Months of breastfeeding was obtained based on mothers’ self-reported data. This was a continuous variable and women who were categorized; ever breastfed, not currently breastfeeding, never breastfed, inconsistent and don’t know were dropped from the variable.

Time of breastfeeding initiation

Time after the birth at which the respondent first breastfed the child. The dichotomous variable was based on whether the child was breastfed immediately after birth (within one hour) vs. whether breastfeeding was initiated after one hour.

Items of food consumption

Gave child plain water: yes/no; Gave child juice: yes/no; Gave child tinned, powdered or fresh milk: yes/no; Gave child infant formula: yes/no; Gave child fortified baby food (cerelac etc.): yes/no; Gave child other liquid: yes/no. These questions were answered for all infants.

Child characteristics

Childhood mortality: the death of a child aged one year. The data used for estimating infant mortality were based on all births in the five years preceding data collection [27]; Sex of child: male/female; Survival status: dead/alive.

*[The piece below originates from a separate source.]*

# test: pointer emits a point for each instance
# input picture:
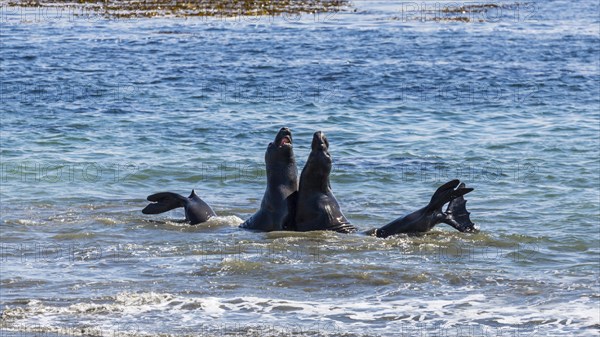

Maternal and household factors

Mother’s age (years): 15–19, 20–24, 25–29, 30–34, 35–39, 40–44, 45–49; Mother’s educational level: No education, primary, secondary, higher; Place of residence: urban vs rural; Household wealth quintile: The wealth indicator weights were assigned using principal components analysis (PCA) for the production of the wealth index. The wealth indicator variables such as floor type, wall, roof, water supply, sanitation facilities, radio, electricity, television, refrigerator, cooking fuel, furniture, and number of persons per room were scored and standardized using this approach. After that, the z-scores and factor coefficient scores (factor loadings) were determined. Finally, the indicator values were multiplied by the loadings and totalled to obtain the wealth index value for each family. The standardized z-score was used to disentangle the overall assigned scores to poorest, poorer, middle, richer and richest [28].

Ethical consideration

This study relied on DHS data that was made publicly available. Prior to the survey, participants gave their informed consent. The DHS Program adheres to industry norms for preserving the privacy of responders. ICF International verifies that the survey conforms with the regulations of the US Department of Health and Human Services regarding the protection of human subjects’ rights. The researchers received approval from DHS to use the de-identified secondary dataset for this study.

Statistical analysis

Stata 14.0 was used to analyze the data (StataCorp, College Station, TX). Clustering (enumeration areas) and sampling weights were adjusted using the Survey (‘svy’) command. The prevalence of breastfeeding within one hour after birth was calculated using percentages. The summary statistics for months of breastfeeding was calculated using median and interquartile range (IQR). Logistic and linear regression were used to model patterns of breastfeeding and indicators of complementary food consumed. Cox regression was used to model childhood mortality. The probability of childhood death was modelled using the following equation;

$$ In\frac{h(t)}{h_0(t)}={b}_1{x}_1+{b}_2{x}_2+\dots +{b}_k{x}_k $$

Where x1 to xk represent the explanatory variables and h0(t) is the baseline hazard at time t, representing the hazard for a child with zero values for all the explanatory variables. Thus, the dependent variable in the model is the log HR. The coefficients bi to bk, which represent the effect of each explanatory variable, are estimated in the process of modelling. All statistical tests were conducted at 0.05 level of significance.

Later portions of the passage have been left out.